Lendo a contestação oferecida pelo Réu D, constata-se que não invocou a aludida excepção peremptória.

Refere o recorrente nas suas alegações da presente revista que, "tendo deduzido na sua contestação factos pertinentes à defesa susceptíveis de verificação da caducidade do direito que os AA invocam, respectivamente no art.º 8º da sua contestação, que foram levados à base instrutória, encontra-se a excepção peremptória de caducidade implícita na mesma, motivo pelo qual, não sendo de conhecimento oficioso, não consideramos, na nossa modesta opinião, depender de invocação do beneficiário, ora R na respectiva contestação, não foram factos omitidos que venham alegados em recurso".

Esta curiosa - mas completamente despropositada - argumentação faria subverter completamente o regime do já referenciado artigo 333º, nº 1, do Código Civil: estando nos autos os factos, o tribunal conheceria da excepção, isto é, a caducidade seria sempre do conhecimento oficioso do tribunal !...

3. Infere-se, assim, que, tendo o ora recorrente arguido a excepção da caducidade (a que, mesmo assim, denominou indevidamente de prescrição) apenas nas alegações que apresentou no seu recurso de apelação, interposto da sentença proferida na 1ª instância, da mesma não podia já conhecer-se, face ao disposto no citado artigo 489º, nº 1, do CPC - que lhe impunha que este meio de defesa fosse apresentado na contestação - e por se tratar de questão nova, pelo que, mesmo que os factos provados permitissem concluir - o que não é o caso, como se disse já - ter sido ultrapassado o prazo de cinco anos previsto no nº 1 do artigo 1225º do Código Civil, não poderia este STJ (como não poderia a Relação) julgar verificada a excepção da caducidade.

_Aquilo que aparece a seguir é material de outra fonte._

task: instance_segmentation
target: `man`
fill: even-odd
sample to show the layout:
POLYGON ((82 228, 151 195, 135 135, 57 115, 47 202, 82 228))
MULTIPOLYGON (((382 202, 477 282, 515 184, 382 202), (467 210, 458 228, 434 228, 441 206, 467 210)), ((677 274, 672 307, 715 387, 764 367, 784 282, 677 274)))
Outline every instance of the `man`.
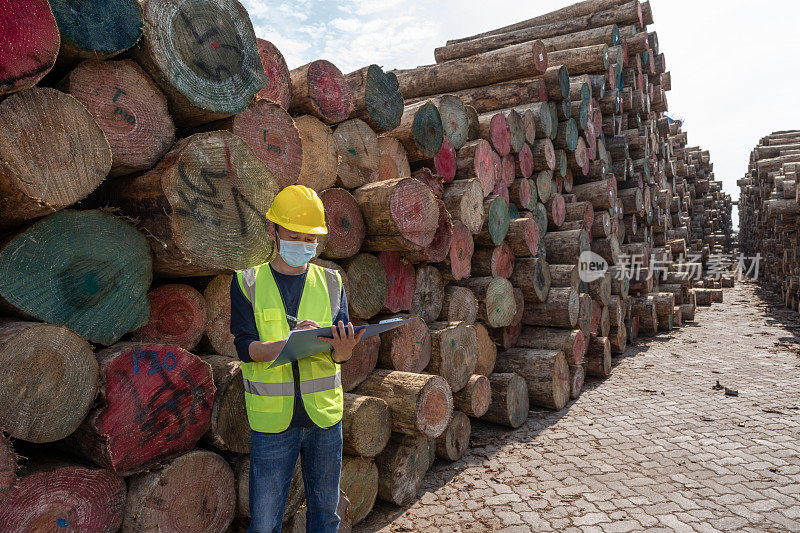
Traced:
POLYGON ((322 201, 292 185, 275 197, 267 219, 278 255, 237 271, 231 283, 231 333, 242 360, 250 422, 250 532, 281 530, 292 472, 300 455, 309 532, 335 532, 340 517, 343 392, 340 365, 354 334, 339 274, 309 264, 317 236, 328 232, 322 201), (330 326, 332 351, 270 367, 291 329, 330 326))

Improcedem, assim, as conclusões do recorrente.

IV - RECURSO DO RÉU C:

1. Também aqui estamos perante uma única questão, relacionada com a interpretação a dar ao nº 4 do artigo 1225º do Código Civil, o qual manda aplicar o regime dos números anteriores ao vendedor do imóvel que o tenha construído, modificado ou reparado.

Trata-se, assim, de saber, desde logo, se o preceituado no nº 1 do referido artigo se aplica ao ora recorrente.

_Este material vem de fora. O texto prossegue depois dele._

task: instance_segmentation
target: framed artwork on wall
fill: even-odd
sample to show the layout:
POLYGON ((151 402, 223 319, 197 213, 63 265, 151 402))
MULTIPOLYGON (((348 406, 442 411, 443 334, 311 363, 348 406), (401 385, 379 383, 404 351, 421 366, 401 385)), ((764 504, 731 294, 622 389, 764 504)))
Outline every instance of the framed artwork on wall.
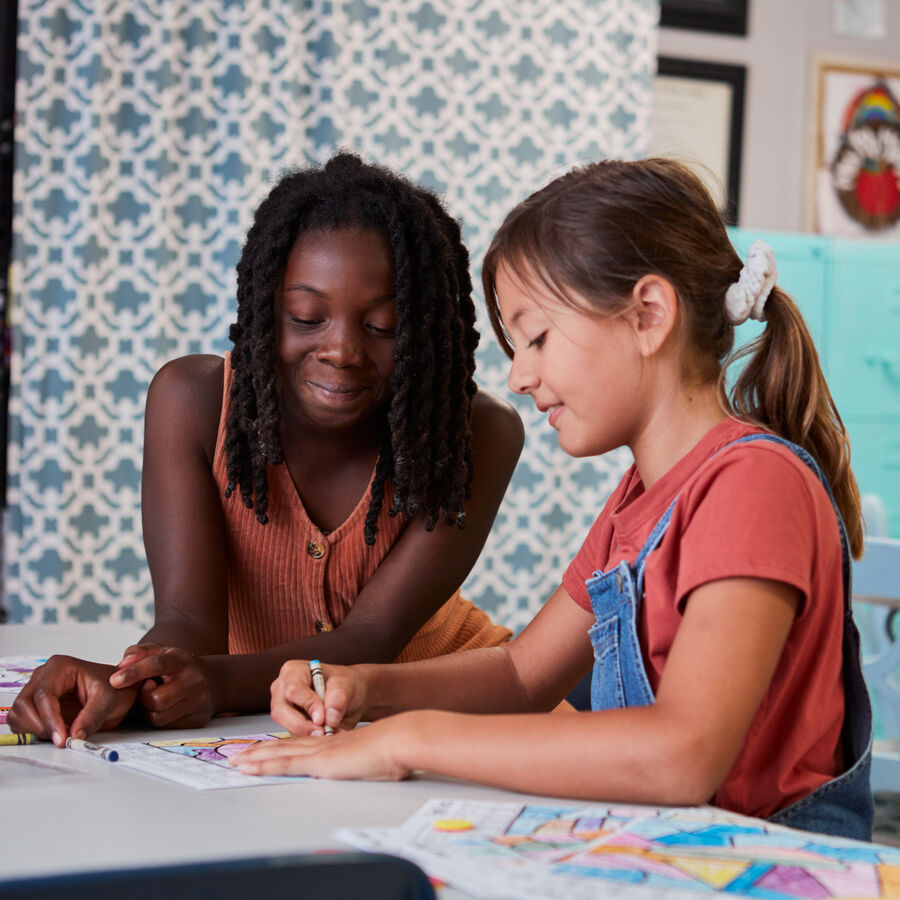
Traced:
POLYGON ((737 225, 746 67, 671 56, 657 62, 650 153, 691 164, 725 221, 737 225))
POLYGON ((900 62, 813 60, 807 227, 900 240, 900 62))
POLYGON ((747 33, 749 0, 661 0, 659 24, 721 34, 747 33))

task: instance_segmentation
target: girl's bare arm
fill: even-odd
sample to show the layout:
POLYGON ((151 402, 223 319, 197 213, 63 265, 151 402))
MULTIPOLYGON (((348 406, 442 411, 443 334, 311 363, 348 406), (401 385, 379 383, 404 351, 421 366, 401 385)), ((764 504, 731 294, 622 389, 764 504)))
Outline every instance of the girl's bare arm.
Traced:
MULTIPOLYGON (((551 603, 563 599, 557 592, 551 603)), ((738 754, 771 682, 798 601, 795 588, 759 579, 727 579, 696 589, 652 706, 572 715, 410 712, 327 741, 295 738, 260 747, 242 755, 240 762, 246 771, 258 773, 353 778, 404 777, 425 770, 554 796, 703 803, 738 754)), ((540 696, 544 683, 523 665, 540 668, 549 662, 550 671, 562 678, 553 659, 563 635, 557 633, 554 640, 535 627, 539 619, 507 651, 517 674, 506 676, 499 686, 522 683, 524 695, 517 699, 540 696), (545 637, 549 647, 542 651, 545 637)), ((545 617, 548 626, 561 621, 553 614, 545 617)), ((576 640, 572 633, 568 637, 576 640)), ((494 679, 503 668, 494 660, 476 665, 474 654, 463 659, 468 656, 429 663, 427 679, 419 664, 416 672, 395 667, 365 673, 373 705, 411 706, 428 695, 437 699, 434 706, 459 709, 463 697, 477 705, 480 690, 495 693, 494 679), (404 702, 408 698, 413 702, 404 702)))

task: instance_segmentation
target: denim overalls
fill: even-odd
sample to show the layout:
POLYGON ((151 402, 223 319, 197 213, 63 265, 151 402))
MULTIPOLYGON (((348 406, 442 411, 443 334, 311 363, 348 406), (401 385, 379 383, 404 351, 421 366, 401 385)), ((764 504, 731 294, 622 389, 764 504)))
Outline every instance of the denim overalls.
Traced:
MULTIPOLYGON (((768 434, 747 435, 727 446, 747 441, 772 441, 781 444, 792 450, 816 473, 825 486, 838 517, 844 572, 842 740, 844 760, 848 768, 843 775, 820 785, 801 800, 774 813, 770 821, 807 831, 871 840, 873 804, 869 769, 872 761, 872 707, 860 664, 859 632, 850 611, 850 550, 844 523, 827 480, 802 447, 768 434)), ((588 632, 594 648, 592 709, 648 706, 653 703, 653 690, 647 679, 638 642, 637 618, 643 597, 647 557, 659 546, 677 502, 676 497, 653 527, 650 537, 633 563, 621 562, 606 573, 598 570, 586 582, 595 619, 588 632)))

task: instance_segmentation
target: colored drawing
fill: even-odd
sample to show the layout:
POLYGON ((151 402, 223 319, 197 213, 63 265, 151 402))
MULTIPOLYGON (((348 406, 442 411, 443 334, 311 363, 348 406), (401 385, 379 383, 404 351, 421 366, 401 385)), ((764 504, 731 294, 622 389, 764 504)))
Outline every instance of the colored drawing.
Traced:
POLYGON ((0 706, 0 725, 6 724, 6 714, 9 712, 9 706, 0 706))
POLYGON ((198 791, 218 788, 254 787, 286 781, 308 781, 289 776, 242 775, 229 765, 229 757, 257 741, 288 737, 286 731, 232 737, 197 737, 182 740, 142 741, 116 744, 120 766, 174 781, 198 791))
POLYGON ((0 658, 0 691, 17 694, 28 684, 31 673, 47 662, 43 656, 5 656, 0 658))
POLYGON ((720 810, 432 800, 399 828, 337 836, 394 853, 477 897, 696 900, 900 897, 900 849, 720 810), (471 823, 464 833, 437 821, 471 823))
POLYGON ((243 737, 217 737, 217 738, 193 738, 186 741, 147 741, 150 747, 159 747, 160 750, 168 750, 170 753, 180 753, 191 759, 199 759, 214 766, 228 766, 229 758, 237 756, 257 741, 275 741, 288 737, 286 731, 272 732, 271 734, 248 734, 243 737))
POLYGON ((468 831, 475 826, 465 819, 438 819, 432 827, 435 831, 468 831))

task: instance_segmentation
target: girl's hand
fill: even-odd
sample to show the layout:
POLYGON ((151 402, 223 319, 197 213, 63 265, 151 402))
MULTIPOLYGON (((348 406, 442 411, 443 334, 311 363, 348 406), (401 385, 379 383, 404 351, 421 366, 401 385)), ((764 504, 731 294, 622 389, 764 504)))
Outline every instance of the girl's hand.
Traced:
POLYGON ((134 706, 137 688, 110 686, 112 671, 112 666, 72 656, 51 656, 16 697, 7 718, 9 727, 52 738, 58 747, 70 735, 86 738, 115 728, 134 706))
POLYGON ((325 725, 354 728, 366 710, 366 681, 349 666, 322 665, 325 702, 312 686, 306 660, 286 662, 272 682, 272 718, 294 735, 319 736, 325 725))
POLYGON ((157 728, 197 728, 216 714, 215 685, 206 663, 181 647, 129 647, 109 683, 115 688, 140 686, 139 703, 157 728))
POLYGON ((403 713, 329 737, 260 741, 229 763, 245 775, 311 775, 314 778, 400 781, 412 769, 400 758, 410 720, 403 713))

Prescreve este normativo legal que "Sem prejuízo do disposto nos artigos 1219º e seguintes, se a empreitada tiver por objecto a construção, modificação ou reparação de edifícios ou outros imóveis destinados por sua natureza a longa duração e, no decurso de cinco anos a contar da entrega, ou no decurso do prazo de garantia convencionado, a obra, por vício do solo ou da construção, modificação ou reparação, ou por erro na execução dos trabalhos, ruir total ou parcialmente, ou apresentar defeitos, o empreiteiro é responsável pelo prejuízo causado ao dono da obra ou a terceiro adquirente".

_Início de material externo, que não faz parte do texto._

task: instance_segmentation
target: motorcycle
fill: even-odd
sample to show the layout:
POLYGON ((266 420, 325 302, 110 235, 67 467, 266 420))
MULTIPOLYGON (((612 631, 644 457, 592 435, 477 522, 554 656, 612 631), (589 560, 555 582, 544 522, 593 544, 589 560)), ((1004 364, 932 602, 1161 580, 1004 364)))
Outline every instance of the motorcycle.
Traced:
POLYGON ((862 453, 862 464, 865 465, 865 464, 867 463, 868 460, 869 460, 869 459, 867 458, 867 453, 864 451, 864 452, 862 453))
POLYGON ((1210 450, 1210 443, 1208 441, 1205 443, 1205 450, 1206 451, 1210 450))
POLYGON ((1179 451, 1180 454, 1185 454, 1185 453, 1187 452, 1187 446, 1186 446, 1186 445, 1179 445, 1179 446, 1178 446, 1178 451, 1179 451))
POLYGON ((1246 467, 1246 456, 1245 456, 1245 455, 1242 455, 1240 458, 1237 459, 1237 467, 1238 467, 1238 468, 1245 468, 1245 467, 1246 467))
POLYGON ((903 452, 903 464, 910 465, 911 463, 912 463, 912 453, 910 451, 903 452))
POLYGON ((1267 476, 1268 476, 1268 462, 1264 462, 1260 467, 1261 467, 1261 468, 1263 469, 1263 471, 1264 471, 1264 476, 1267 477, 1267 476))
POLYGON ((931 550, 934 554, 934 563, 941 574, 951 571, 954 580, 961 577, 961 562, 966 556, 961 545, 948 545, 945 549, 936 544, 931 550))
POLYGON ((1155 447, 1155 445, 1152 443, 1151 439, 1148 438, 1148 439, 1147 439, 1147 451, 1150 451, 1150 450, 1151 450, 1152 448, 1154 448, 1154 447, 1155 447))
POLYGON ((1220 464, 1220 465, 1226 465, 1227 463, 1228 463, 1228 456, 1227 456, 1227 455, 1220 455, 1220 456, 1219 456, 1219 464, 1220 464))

2. Pretende o recorrente afastar a sua responsabilidade com o fundamento de que, em relação ao prédio vendido aos recorridos (permutado, melhor dizendo, o que conduz ao mesmo resultado), foi ele um vendedor, na qualidade de "dono da obra" construída pelo Réu D - empreiteiro - e não um vendedor, construtor do imóvel que o tenha construído, por gestão directa, pelo que, sendo o recorrente, em termos jurídicos, o dono da obra que a mandou executar ao Réu D, através de contrato de empreitada, não se aplica o regime jurídico previsto no nº 4 do artigo 1225º.
Refere o acórdão recorrido que os factos apurados são seguros no sentido de que o recorrente construiu, ou mandou construir (vai dar ao mesmo), e, pouco tempo depois, procedeu à sua permuta, que lhe valeu o recebimento, além de um outro prédio, ainda de uma quantia substancial em dinheiro.

Mais adiante, pode ler-se:
"O que se apurou (...) suporta bem a sua responsabilização nos termos do aludido nº 4, pois que foi ele quem o construiu/mandou construir, não importando que para o efeito tenha recorrido a terceiro empreiteiro. Mesmo que nada da construção tivesse sido por ele directamente levada a efeito, ele, no cumprimento e execução da empreitada, acompanhou e fiscalizou, ou pôde fazê-lo, a feitura da obra".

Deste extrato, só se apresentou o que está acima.